C'est encore la direction de Sir Simon qui appelle tous les éloges dans l'Harmoniemesse. Puissante, nerveuse et presque sauvage dans sa manière d'aborder les contrastes, abrupts, il est vrai, voulus par le compositeur, la vision proposée par le nouveau directeur du Berliner Philharmoniker est défendue avec vaillance et conviction par les European Voices, nettement plus en situation que dans les pages de Purcell données au Théâtre des Champs-Élysées en mars dernier (l'ode Come Ye Sons of Art et Didon and Aeneas, sous la direction un peu brouillonne d'Emmanuelle Haïm). Plus homogène - même si les pupitres masculins dominent des sopranos franchement ternes - et précis, l'ensemble rend justice à l'ultime chef-d'oeuvre de Joseph Haydn.
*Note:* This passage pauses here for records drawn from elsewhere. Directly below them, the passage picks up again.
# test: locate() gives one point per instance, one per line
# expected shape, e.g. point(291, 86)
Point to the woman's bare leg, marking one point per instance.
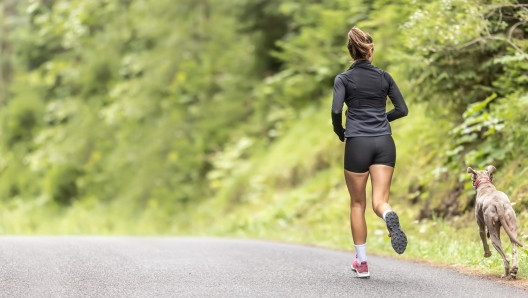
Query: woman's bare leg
point(356, 184)
point(381, 177)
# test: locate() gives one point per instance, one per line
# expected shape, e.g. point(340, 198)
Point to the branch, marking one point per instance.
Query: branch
point(513, 28)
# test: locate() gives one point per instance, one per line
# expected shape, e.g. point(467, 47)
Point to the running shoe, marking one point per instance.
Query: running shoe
point(354, 265)
point(360, 269)
point(398, 238)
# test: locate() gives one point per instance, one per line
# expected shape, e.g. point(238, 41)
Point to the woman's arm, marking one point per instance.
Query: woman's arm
point(400, 108)
point(337, 107)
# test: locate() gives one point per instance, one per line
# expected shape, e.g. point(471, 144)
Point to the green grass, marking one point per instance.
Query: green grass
point(294, 191)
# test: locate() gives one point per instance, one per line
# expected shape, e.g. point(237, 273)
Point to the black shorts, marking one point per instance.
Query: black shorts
point(362, 152)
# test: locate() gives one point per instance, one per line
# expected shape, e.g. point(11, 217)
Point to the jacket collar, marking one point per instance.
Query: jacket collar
point(360, 63)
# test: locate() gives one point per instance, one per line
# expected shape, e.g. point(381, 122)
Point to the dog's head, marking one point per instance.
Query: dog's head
point(476, 175)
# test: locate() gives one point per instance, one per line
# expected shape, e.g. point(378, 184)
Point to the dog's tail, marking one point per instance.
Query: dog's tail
point(505, 224)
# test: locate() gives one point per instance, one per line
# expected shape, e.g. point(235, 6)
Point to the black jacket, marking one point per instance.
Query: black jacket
point(364, 88)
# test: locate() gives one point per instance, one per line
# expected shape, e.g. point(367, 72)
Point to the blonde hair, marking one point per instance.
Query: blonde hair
point(360, 44)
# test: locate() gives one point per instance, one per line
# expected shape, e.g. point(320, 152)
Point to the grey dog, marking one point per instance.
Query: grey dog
point(493, 210)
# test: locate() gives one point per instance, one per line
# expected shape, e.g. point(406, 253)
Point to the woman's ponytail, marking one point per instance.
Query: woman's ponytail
point(360, 44)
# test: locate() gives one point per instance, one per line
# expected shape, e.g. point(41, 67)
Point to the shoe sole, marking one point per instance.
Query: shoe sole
point(360, 275)
point(398, 238)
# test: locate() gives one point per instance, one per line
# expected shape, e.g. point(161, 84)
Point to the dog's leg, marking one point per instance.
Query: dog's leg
point(482, 233)
point(495, 241)
point(515, 260)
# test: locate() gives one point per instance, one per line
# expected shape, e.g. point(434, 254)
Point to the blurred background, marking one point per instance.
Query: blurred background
point(212, 117)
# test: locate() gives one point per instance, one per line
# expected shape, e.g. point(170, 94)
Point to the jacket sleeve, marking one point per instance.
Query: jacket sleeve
point(337, 107)
point(400, 107)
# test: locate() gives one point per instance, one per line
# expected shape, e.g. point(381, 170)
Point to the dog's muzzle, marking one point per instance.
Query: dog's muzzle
point(481, 180)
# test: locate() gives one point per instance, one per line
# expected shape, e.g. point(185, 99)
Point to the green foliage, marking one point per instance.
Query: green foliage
point(212, 116)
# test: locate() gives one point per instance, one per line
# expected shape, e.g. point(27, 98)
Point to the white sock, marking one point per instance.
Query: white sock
point(385, 213)
point(361, 251)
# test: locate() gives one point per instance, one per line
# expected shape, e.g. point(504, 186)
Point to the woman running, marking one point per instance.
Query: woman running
point(369, 148)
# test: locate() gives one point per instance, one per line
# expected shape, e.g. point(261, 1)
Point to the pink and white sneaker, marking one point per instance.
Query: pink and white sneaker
point(360, 269)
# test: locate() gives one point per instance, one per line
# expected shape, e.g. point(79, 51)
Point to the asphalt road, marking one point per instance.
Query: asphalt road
point(176, 267)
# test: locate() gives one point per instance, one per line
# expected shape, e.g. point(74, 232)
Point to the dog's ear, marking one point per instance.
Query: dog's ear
point(491, 169)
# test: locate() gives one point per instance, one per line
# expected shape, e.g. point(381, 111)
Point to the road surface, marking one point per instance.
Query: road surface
point(190, 267)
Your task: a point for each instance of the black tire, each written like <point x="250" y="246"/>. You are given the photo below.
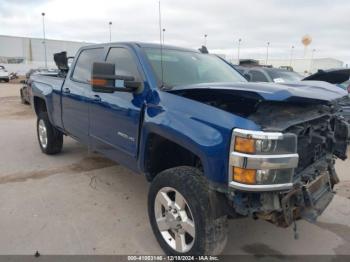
<point x="211" y="229"/>
<point x="54" y="137"/>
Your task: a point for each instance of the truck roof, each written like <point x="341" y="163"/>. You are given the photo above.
<point x="142" y="45"/>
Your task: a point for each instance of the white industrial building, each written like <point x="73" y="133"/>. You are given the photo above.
<point x="19" y="54"/>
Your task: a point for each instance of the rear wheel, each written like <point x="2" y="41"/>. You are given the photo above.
<point x="182" y="216"/>
<point x="50" y="139"/>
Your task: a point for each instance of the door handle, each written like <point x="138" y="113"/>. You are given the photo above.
<point x="97" y="98"/>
Dommage que les solistes rivalisent de mollesse et d'ennui. Souffrant, John-Mark Ainsley a déclaré forfait, Jeremy Ovendem, impeccable styliste, mais affublé d'un timbre ingrat, le remplace ; hélas. Coincée entre le soprano étriqué et sans charme de Susan Gritton et les graves sourds de David Wilson-Johnson, Rinat Shaham parvient sans peine à se distinguer de ses mornes partenaires. Plus à l'aise dans les passages recueillis ou contemplatifs ("Domine Deus, rex caelestis" [Gloria], Agnus Dei, illuminé par des vents enchanteurs), le quatuor a la jubilation tiède (Sanctus). Un musicien de la trempe de Simon Rattle mérite mieux, beaucoup mieux. Mais si la réalisation déçoit partiellement, les hardiesses, parfois déroutantes, du chef stimulent notre imagination et enrichissent notre écoute. C'est déjà beaucoup. Le public ne s'y trompe, qui réserve un triomphe aux artistes.